According to Dr. Javitt, who has served as a defense witness in several high-profile fraud cases and has worked with members of Medicare’s Office of the Inspector General, certain billing practices in ophthalmology may attract the scrutiny of RACs and other contractors. High-volume practices and statistical outliers may draw further investigation, even if all services rendered are legitimate.
“An example of a statistical finding that is likely to draw scrutiny is a very high percentage of patients within the practice who get cataract surgery on the same day or within a week or two of being seen for the first time,” Dr. Javitt said. “Now, that’s not to say that there aren’t some extraordinarily good ophthalmologists out there who only do cataract surgery by referral and operate on patients nearly immediately. The reality, however, is that same-day or nearly same-day surgery tends to attract interest. Similarly, an unusually high rate of ancillary procedures at the time of cataract, such as muscle procedures, trabeculectomy, etc., might well attract interest from auditors and, at the very least, result in a request for documentation of clinical necessity.”
So far, RACs have not made significant inroads into ophthalmic practice, but that possibility exists. As a result, Ms. McNett said, physicians would be wise to meticulously handle coding and Medicare claims and be prepared to justify them if called upon.
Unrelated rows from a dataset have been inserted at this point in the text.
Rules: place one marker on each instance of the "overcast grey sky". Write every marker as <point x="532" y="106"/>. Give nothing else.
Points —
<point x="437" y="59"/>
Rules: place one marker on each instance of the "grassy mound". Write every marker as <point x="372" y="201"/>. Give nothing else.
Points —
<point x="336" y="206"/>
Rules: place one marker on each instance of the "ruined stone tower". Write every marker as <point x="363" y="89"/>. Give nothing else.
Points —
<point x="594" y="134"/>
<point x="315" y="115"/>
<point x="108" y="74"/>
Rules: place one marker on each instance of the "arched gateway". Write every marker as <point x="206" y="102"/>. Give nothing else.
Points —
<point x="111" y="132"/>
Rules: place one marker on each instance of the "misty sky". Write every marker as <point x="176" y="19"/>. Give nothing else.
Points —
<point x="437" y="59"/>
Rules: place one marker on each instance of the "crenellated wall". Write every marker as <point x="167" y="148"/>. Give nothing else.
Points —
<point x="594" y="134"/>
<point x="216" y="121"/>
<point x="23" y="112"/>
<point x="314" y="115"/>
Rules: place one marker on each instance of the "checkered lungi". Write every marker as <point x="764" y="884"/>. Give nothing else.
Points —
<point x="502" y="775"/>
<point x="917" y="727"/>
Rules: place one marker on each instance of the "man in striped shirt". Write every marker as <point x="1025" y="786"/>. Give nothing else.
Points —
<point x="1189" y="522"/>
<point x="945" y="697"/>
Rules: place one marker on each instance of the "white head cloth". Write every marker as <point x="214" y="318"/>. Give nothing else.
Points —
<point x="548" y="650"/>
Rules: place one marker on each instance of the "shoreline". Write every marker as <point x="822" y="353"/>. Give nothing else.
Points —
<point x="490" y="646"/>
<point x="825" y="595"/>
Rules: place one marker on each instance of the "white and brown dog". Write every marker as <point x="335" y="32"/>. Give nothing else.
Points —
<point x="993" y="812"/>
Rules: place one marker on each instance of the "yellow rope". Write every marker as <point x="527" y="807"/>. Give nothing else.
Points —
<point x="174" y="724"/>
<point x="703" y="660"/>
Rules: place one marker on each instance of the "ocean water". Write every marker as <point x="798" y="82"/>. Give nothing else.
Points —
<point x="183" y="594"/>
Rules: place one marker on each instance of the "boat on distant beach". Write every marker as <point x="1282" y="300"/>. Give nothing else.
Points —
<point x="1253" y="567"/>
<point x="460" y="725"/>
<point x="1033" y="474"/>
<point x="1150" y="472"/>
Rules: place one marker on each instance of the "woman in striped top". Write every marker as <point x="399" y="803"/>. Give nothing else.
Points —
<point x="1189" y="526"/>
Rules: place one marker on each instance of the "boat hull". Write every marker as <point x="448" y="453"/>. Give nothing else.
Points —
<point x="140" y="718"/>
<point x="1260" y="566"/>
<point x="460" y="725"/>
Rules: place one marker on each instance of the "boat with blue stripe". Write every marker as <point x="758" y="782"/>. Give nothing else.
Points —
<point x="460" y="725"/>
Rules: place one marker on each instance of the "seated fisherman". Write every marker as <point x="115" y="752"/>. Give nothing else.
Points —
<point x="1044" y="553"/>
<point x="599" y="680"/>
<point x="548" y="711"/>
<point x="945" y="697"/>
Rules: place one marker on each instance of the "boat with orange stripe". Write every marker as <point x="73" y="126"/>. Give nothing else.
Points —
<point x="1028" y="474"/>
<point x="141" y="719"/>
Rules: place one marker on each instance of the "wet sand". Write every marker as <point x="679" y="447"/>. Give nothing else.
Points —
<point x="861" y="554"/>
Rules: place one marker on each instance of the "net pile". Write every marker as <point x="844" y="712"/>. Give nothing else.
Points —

“I don’t know of any ophthalmologists that have gotten any contacts regarding RAC audits, but it’s something that everybody has to be aware of,” she said.
Codes and practices unique to ophthalmology may prove to be a source of confusion. For instance, Ms. McNett said, ophthalmology has distinct office visit and evaluation or management codes that may not be well understood.
“For us, the problem is going to be that people aren’t familiar with ophthalmology coding,” Ms. McNett said. “Even though the RACs have a medical director, I know for a fact that none of them are ophthalmologists. I think most of the clinical reviewers that they’ve hired are mostly general nurses or maybe even medical assistants who have some coding and bare minimum clinical background. So, that’s our fear with the RACs.”
The possibility exists, as well, that ophthalmology as a practice may become victim of a numbers game. The fact that the subspecialty generates upward of 65% of its revenue from Medicare may attract attention to providers and institutions, especially to those that provide high-volume Medicare-billed services.
“The high-volume and outlier physicians out there need to be sensitive to the fact that they are likely to be targets, and they need to be very, very careful,” Mr. Reider said.
Prevailing trends
Developing trends within health care and refinements to existing laws passed by Congress have further added to the mechanisms regulators may use to seek recovery of funds. For instance, as part of the Medicare Prescription Drug, Improvement and Modernization Act of 2003, CMS was directed to use competitive measures to replace Medicare fiscal intermediaries and carriers with Medicare administrative contractors. That program has now been expanded with the creation of Zone Program Integrity Contractors (ZPIC), who operate within seven zones throughout the U.S.
ZPICs are charged with performing integrity functions for Medicare Plans A, B, C and D; durable medical equipment; home health services; hospice care; and the Medicare-Medicaid data match program, or Medi-Medi, which is designed to detect fraud and abuse in Medicare.
Other changes to existing laws have created additional recovery mechanisms or have cleared hurdles to make it easier to prosecute criminal activity. For instance, updated language in existing law makes a violation of the anti-kickback statute a false claim. Other changes turn failure to refund a known overpayment within 60 days into a false claim.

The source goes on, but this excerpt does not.